Elliott Curie: Well, let’s be that. One of the most interesting possibilities that we have consists of the range of things that a president can do even without a supportive Congress, so that even if we do lose this Senate runoff in Georgia, and Republicans who want to do nothing whatsoever, believe me, about this problem, continue to control the Senate, there’s a lot that a president can do by having the federal government do things that it gets to do without asking anybody. For example, you can do things like raising the minimum wage for all people who are federal contractors. That’s something that I think many people are beginning to talk about. Another is other kinds of federal investment that we can do without necessarily going and having a new giant appropriation for it.

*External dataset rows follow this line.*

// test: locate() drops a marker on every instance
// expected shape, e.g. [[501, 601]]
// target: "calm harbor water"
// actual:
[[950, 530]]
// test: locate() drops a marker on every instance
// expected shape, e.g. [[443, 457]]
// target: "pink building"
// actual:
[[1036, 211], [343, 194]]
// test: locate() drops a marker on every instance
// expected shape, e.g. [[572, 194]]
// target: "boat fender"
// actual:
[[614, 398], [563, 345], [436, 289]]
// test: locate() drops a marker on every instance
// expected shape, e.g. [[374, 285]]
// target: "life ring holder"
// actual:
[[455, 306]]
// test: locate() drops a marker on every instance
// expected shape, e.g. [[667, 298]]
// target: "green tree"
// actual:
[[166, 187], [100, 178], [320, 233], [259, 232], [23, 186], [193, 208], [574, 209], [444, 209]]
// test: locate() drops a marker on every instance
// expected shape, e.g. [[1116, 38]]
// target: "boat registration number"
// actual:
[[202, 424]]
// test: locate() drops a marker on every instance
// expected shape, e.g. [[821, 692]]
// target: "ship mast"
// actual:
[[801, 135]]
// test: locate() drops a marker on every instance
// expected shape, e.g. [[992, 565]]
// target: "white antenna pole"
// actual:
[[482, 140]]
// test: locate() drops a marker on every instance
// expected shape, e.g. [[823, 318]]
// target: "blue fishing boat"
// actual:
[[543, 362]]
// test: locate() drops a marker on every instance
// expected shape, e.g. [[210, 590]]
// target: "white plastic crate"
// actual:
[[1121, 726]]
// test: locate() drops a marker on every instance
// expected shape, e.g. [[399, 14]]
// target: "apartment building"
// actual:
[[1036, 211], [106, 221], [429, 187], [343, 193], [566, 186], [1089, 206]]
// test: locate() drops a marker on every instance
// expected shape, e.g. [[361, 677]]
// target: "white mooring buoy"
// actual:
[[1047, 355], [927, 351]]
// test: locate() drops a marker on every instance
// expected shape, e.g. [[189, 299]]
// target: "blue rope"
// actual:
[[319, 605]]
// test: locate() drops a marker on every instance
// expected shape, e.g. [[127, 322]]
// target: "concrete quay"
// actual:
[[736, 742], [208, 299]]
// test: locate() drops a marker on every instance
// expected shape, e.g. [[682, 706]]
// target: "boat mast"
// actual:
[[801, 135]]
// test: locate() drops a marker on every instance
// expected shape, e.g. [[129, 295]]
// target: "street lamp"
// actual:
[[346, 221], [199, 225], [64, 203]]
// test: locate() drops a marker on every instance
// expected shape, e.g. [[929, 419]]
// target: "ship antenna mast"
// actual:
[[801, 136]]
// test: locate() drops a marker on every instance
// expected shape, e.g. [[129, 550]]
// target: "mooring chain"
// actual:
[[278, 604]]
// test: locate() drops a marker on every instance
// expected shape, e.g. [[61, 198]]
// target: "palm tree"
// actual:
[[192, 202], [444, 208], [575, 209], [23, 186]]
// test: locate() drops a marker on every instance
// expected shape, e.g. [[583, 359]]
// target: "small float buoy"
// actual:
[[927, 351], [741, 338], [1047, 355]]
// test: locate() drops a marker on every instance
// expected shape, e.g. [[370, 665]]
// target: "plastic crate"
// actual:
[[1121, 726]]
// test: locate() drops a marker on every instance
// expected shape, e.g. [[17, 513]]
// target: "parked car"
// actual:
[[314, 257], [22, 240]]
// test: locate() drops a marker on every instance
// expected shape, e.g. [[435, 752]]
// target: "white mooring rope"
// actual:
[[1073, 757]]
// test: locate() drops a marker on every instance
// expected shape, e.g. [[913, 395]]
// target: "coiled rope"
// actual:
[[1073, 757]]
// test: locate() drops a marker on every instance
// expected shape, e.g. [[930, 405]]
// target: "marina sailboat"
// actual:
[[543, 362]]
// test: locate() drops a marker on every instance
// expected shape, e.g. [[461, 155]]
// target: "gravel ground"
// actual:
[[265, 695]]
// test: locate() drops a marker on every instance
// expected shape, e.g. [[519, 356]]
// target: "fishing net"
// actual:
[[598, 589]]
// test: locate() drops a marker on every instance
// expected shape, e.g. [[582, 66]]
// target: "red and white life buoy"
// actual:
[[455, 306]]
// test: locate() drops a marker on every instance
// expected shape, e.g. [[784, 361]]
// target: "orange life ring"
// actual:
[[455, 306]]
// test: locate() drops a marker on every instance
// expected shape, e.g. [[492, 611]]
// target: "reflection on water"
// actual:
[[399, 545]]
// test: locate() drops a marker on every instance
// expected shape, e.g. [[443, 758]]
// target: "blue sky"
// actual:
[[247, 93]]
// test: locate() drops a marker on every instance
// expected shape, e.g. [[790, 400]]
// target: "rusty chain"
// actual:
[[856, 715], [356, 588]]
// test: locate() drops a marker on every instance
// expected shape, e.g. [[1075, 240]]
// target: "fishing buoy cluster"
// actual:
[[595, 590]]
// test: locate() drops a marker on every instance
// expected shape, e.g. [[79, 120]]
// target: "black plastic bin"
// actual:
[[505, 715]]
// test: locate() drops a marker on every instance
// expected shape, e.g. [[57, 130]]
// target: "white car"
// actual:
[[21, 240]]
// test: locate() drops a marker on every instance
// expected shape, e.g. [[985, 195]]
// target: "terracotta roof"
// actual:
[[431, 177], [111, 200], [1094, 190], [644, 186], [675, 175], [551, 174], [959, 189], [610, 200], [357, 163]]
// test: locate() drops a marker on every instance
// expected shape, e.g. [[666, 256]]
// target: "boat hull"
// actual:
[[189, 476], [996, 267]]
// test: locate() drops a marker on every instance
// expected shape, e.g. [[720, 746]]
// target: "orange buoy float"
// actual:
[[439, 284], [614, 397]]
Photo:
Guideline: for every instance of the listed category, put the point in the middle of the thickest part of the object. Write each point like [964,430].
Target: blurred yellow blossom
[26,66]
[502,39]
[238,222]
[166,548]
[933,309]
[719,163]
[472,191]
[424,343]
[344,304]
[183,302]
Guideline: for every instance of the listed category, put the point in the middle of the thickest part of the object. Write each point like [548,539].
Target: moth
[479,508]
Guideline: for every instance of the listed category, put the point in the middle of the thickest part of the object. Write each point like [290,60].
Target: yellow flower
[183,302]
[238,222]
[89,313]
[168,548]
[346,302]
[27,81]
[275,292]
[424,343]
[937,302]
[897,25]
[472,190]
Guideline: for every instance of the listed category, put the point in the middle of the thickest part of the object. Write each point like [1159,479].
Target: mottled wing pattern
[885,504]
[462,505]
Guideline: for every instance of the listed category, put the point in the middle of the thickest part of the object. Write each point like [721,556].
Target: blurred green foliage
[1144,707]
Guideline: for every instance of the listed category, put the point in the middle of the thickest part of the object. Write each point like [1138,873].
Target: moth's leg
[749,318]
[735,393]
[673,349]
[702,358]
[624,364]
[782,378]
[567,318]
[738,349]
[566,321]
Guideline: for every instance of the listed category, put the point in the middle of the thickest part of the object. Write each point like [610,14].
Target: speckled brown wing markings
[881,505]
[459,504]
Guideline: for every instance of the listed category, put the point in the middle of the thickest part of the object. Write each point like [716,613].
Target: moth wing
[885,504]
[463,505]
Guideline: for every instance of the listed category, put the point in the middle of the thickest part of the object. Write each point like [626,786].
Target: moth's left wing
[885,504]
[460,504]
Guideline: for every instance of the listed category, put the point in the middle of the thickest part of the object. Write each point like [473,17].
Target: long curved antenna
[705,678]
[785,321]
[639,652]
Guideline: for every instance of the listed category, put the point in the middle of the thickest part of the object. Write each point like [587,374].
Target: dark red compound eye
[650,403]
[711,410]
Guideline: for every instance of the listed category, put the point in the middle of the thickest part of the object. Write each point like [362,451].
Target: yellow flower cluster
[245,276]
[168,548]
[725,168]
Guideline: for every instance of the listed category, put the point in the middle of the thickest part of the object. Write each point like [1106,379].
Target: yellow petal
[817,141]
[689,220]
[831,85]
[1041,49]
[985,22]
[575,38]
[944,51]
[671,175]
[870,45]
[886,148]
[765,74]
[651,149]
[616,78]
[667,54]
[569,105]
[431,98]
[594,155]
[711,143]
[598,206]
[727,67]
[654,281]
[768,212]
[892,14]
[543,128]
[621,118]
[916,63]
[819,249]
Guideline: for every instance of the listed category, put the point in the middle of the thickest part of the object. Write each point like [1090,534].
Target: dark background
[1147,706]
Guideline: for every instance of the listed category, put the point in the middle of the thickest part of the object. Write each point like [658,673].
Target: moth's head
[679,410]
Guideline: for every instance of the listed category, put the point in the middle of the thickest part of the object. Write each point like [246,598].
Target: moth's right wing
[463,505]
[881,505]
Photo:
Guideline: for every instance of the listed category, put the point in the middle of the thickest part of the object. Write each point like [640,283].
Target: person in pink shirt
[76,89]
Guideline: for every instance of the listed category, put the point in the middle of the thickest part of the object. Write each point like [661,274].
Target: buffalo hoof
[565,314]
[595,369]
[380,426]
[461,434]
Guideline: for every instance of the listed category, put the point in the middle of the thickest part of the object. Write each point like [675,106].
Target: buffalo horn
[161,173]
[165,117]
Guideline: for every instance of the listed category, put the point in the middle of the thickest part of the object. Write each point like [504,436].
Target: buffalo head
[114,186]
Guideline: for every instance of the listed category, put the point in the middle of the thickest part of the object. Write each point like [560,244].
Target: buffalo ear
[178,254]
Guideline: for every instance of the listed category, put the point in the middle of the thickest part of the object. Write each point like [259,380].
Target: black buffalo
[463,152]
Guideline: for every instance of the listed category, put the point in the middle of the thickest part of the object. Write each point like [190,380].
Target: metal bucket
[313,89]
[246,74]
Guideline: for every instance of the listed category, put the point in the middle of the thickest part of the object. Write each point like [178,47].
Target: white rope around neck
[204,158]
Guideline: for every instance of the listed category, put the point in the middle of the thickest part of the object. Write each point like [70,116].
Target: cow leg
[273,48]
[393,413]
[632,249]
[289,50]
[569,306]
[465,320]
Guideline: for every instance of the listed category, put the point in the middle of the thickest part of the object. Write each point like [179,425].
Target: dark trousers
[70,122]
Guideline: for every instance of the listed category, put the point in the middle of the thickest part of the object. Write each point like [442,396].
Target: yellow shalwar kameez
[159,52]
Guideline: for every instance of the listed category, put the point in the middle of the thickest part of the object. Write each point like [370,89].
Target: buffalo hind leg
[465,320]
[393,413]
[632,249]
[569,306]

The central thing that we need is to begin to use public resources to build up the capacity of communities to offer real opportunities and real supports, finally, to that stratum of the African American population that has been so dispossessed for many, many generations. It’s not rocket science to do that. We know how to do that. We know that involves creating jobs that pay decent wages, for example, at its base. But there are lots of ways in which the federal government can begin to do that. I’m particularly interested in the idea of developing federal strategies around something that looks like it’s based on the principles of what people call the Green New Deal. That is, we begin to develop a federal employment program that’s directed at creating really good jobs, including jobs for people who may not have had one for a long, long time, or ever. Doing some of that absolutely necessary work of creating a society that’s going to be sustainable for the 21st century.
Andrew Keen: And I think your fixes do make this a broad social problem. You talk about jobs, education, health care, public investment, wages, all of which we’ve covered in the show. Of course, if we don’t do this, we’re back in the 19th century. You end your book with a quote from Du Bois, a kind of warning, and I do want to read it because I think it’s very profound. Du Bois wrote, “If in the heyday of the greatest of the world’s civilizations it is possible for one people to slowly murder one another by economic and social exclusion, if the consummation of such a crime could be possible in the 20th century, then our civilization is vain and the Republic is a mockery and a farce.” Would you echo Du Bois—a mockery and a farce?
Elliott Curie: Yeah, that was pretty strong language, but it’s one of the reasons why I’m so drawn to Du Bois as a thinker and as a citizen. He was willing to call out this extraordinary disparity, even at the end of the 19th century when we were a lot richer country with a lot fewer resources than we have now. What he’s doing there is calling out the disparity between what we could do with the resources that we have and the fact that we’re not doing it. And by not doing it, we are killing people—and we’re not killing just a few people. We’re killing lots and lots of people. So absolutely, that resonates with me—that sense of the unfairness, and in a sense, the absolute stupidity.
Elliott Currie is the author of Crime and Punishment in America, which was a finalist for the Pulitzer Prize, and of numerous other acclaimed works on crime, juvenile delinquency, drug abuse, and social policy. He is a professor of criminology, law, and society at the University of California, Irvine.